The carry out from the 4-digit ASCII sum can be extracted
from the pad bits of any of the temporary variables used above, so no digits
are wasted in extended precision ASCII arithmetic.
By all means, if your purpose is to write obfuscated code,
and if your programming language allows it, substitute ASCII literals for the
hex constants wherever possible, as follows:
add(a,b)
t1 = a + b + 0x96969696
t2 = t1 &
'0000'
t3 = t1 - (t2
>> 3)
return (t3 &
0x0F0F0F0F) | '0000'
Subtraction
To subtract two numbers, 10's complement addition should be
used. To compute the 10's complement of a number, subtract it digit-by-digit
from 9999 (decimal) and then add 1, as follows:
tencomp(a)
t1 = 0x69696969 - a
return add( t1,
0x30303031 )
Here, t1 is the 9's complement of the argument;
the tricky aspect in this case is that the pad bits of the argument are
nonzero, so the constant 9999 must be padded strangely to create the correct
results. In any case, there is considerable room for optimization in this code!
Substituting the code for addition and renaming temporaries gives:
tencomp(a)
t1 = 0x69696969 - a
t2 = t1 + 0x30303031 +
0x96969696
t3 = t2 &
0x30303030
t4 = t2 - (t3
>> 3)
return (t4 &
0x0F0F0F0F) | 0x30303030
Combining terms, renaming, and simplifing the result gives
the following strange bit of code:
tencomp(a)
t1 = 0x20202020 - a
t2 = t1 &
0x30303030
t3 = t1 - (t2
>> 3)
return (t3 &
0x0F0F0F0F) | 0x30303030
Of course, if your purpose is to write obfuscated code, by
all means substitute ASCII literals for the hex constants wherever possible,
creating:
tencomp(a)
t1 =
' ' - a
t2 = t1 &
'0000'
t3 = t1 - (t2
>> 3)
return (t3 &
0x0F0F0F0F) | '0000'
Much of the complexity of the above code is imposed by
computations that determine the carry out of each digit of the BCD sum.
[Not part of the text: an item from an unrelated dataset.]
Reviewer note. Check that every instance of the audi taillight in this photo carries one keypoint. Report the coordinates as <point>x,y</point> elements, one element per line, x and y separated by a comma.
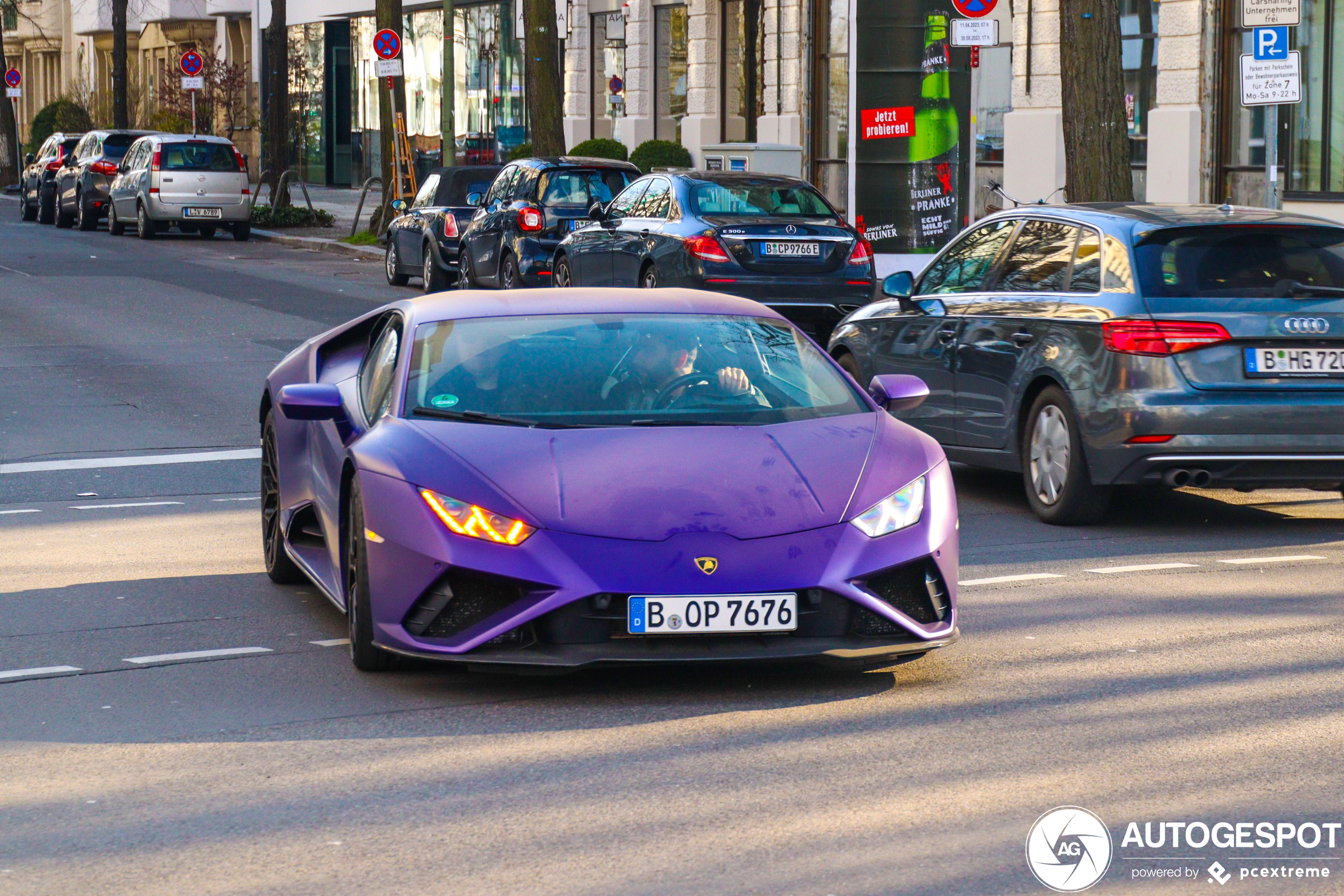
<point>1159,339</point>
<point>862,253</point>
<point>530,220</point>
<point>706,249</point>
Hardware that allows the carry propagation from bit to bit of the adder to be
interrupted at selected points can greatly speed these computations. Both the
DEC (later Compaq) Alpha and the Intel MMX extensions to the 80x86 family
provide for this, allowing 64 bit words to be divided into many subfields, with
carry propagation from field to field interrupted, and with the carries captured
in a form allowing their manipulation. These facilities are not exposed to the
high level language programmer, but they are used intensively in carefully
handcrafted assembly-language routines for common vector operations such as
those involved in pixel manipulation of graphics images.